Witchend · 24/11/2017 12:07

My DP's take on it was that our boy was so very talkative and articulate that he knocked spots off the 8 year old. My immediate thought (I didn't voice it) was - how did the 8 year old feel being verbally upstaged by a 5 year old and why did that happen at a dinner with five adults?
If a parent said that to me thought I'd think something along the lines of "bless, I suspect no one else thought that."
Generally if a parent's thinking that the rest of the table is cringing.
And really, I've been parenting for 17 years now and I've never met a parent who says that sort of thing that's got a balanced view of their own child.

coddiwomple · 24/11/2017 12:07
  • share toys WITH their siblings, not sharing their siblings Hmm
MrsHathaway · 24/11/2017 12:08

Yes, that's the kind of situation where everyone else at the table is rolling their eyes and wishing the parents had brought the iPad after all...

SloeSloeQuickQuickGin · 24/11/2017 12:08

What a bizarre thread.

onalongsabbatical · 24/11/2017 12:10

Witchend my DP's the grandparent, but, yes, I did think that a bit, too.

OP posts:
onalongsabbatical · 24/11/2017 12:10

Sloe why bizarre?

OP posts:
OstrichRunning · 24/11/2017 12:35

That is a great tip!

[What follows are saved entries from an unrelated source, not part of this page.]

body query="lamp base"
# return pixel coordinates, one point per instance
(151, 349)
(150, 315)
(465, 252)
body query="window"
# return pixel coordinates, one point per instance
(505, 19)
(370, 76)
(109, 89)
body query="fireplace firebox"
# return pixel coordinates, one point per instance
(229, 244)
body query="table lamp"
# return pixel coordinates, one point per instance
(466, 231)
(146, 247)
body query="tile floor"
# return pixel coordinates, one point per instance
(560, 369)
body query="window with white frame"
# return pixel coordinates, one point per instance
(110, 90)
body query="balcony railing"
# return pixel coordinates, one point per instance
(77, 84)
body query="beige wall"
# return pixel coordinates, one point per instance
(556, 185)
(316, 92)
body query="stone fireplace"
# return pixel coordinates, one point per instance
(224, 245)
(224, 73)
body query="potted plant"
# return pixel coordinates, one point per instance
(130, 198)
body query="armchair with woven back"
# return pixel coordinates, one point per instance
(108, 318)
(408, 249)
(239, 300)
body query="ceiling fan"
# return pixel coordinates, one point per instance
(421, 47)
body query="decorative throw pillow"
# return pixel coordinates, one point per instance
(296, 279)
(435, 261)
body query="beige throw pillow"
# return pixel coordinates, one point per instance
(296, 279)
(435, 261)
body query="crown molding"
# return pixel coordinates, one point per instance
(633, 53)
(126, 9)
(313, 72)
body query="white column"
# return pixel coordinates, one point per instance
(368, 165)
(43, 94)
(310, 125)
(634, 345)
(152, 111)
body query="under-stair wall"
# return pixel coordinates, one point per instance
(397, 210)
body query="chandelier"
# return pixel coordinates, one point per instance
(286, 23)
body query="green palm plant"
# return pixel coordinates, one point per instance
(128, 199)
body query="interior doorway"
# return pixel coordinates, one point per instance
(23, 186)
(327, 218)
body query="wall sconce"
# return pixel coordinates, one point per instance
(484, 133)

Glad I asked, cheers Grin

OstrichRunning · 24/11/2017 12:35

That is a great tip! Glad I asked, cheers Grin

onalongsabbatical · 24/11/2017 12:41

OstrichRunning lol, glad to have been of help! Grin

OP posts:
why12345 · 24/11/2017 12:48

What a strange thing to do! If my children were that weird about sharing I wouldn't let them have friends over until they realised that toys should be shared.
Maybe there is more to this than meets the eye.